Hi all,

I'm wondering if applications like aplay, which work in a "normal" way in a non-Bela Linux environment, have either a slightly re-written version for Bela that takes advantage of its tight kernel buffering loop, or if there is an equivalent to aplay that takes advantage of Bela's scheduling?

Could also be something related, like sox. I have a special DSP lib I'm developing for my RPN stack-based language called dclang (https://github.com/akjmicro/dclang/), and to mess around with sound on Bela, I'd like to be able to pipe stdout to the stdin of an sound CLI app that takes advantage of the low-latency.

Thanks,

Aaron

OS-buffered pipes are antithetical to low-latency. One could relatively easily write a program that takes stdin and produces stdout and internally uses the Bela API, but there is no way to do this in a low-latency way.

Got it....sounds like the way forward for me then would be to use the Bela API linked in locally with a function that loads to the Bela buffer directly.

[edit] My current working flow with my language doing DSP-related things was writing to stdout and the buffer of aplay would be taking that in.

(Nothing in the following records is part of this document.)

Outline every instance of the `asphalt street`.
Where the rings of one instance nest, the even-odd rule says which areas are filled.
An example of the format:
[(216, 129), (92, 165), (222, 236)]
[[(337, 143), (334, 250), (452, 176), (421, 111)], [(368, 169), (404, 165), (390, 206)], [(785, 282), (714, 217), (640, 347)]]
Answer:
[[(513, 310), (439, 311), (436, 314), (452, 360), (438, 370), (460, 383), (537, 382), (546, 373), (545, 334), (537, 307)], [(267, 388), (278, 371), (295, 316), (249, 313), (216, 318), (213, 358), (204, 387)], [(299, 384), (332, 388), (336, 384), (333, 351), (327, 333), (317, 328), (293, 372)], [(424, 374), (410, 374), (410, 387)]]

Each loop of a DSP function calculates a single sample (and believe it or not, does this quite well for an interpreted language!) So, would I be able to have something (targeting the Bela API) "slurp" up a buffer-load of the output of my otherwise sample-at-a-time calculations? I would like to minimally alter the basic codebase of my language, but instead create the buffer aspect as a handshake.

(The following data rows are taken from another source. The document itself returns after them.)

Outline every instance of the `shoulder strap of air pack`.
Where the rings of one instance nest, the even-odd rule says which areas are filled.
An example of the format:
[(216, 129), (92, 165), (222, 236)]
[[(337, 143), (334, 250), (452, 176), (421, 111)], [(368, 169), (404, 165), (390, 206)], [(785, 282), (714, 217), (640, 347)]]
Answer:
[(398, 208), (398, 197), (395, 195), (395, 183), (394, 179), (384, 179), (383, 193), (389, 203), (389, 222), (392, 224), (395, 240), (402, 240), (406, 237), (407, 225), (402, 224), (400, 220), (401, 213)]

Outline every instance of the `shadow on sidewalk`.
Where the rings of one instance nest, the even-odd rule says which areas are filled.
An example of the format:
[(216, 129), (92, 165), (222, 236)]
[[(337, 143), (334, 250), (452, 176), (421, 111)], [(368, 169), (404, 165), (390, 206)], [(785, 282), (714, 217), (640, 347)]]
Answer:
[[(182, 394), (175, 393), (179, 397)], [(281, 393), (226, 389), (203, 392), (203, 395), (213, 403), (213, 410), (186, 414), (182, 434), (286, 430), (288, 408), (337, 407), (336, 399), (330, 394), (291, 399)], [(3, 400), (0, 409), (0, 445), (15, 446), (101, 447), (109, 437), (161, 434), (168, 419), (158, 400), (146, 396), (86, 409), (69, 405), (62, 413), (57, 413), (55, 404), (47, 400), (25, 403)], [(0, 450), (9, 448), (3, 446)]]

If this isn't optimally possible with stdin/stdout, is there a mechanism by which Bela could grab sample created by an external program? Would this have to be a shared memory situation, then?

9 days later

@giuliomoro I wanted to follow up here: I believe I figured out what would be needed: essentially, if I ever want to use dclang with Bela, there would be likely 3 changes:

  1. Invert control and grant main control to render, such that the tight inner render loop calls a C-API to talk to dclang. I.E., per your earlier comments, it's not feasible to pipe audio data into a stdout/stdin situation in an extreme low-latency environment like Bela. although it worked with aplay on a normal Linux commandline situation, that was likely because the hidden buffersize was large enough automatically with defaults that it avoided glitching.
  2. Given that for some of my "interpreted" DSP functions need 4096 samples in a buffer with a proof-of-concept in portaudio, it's likely that I'll also need to not write the bulk of the computations in dclang, but have dclang loosely wrap most of the computations happening at the C-level (i.e. a dynamic lib primitives situation). This is similar to Python's relationship to pyo.
  3. Hacking on the scripts and Makefiles that bring up an executable bela project, with the correct import and library paths. Is there documentation somewhere on what's involved in creating a brand new "project type" in Bela so that its deps can be brought in. by new "project type" I mean simply: not C/C++, Csound, SuperCollider, Faust, or PD....but a new pattern, the closest which would be C/C++ with custom lib deps.

Thanks in advance for your help here,

Aaron.

    9 days later

    This could be of help for the overall task of integrating the Bela core with another program https://learn.bela.io/using-bela/advanced-topics/using-the-bela-core-with-other-programs/

    akjmicro s. Is there documentation somewhere on what's involved in creating a brand new "project type" in Bela so that its deps can be brought in

    no documentation as such. As you can tell there, the project type is inferred from the files that are present in the folder.

    akjmicro so that its deps can be brought in

    I am not sure I understand what you mean here: is all you need to add some shared libraries? What does the build process for your type of project look like?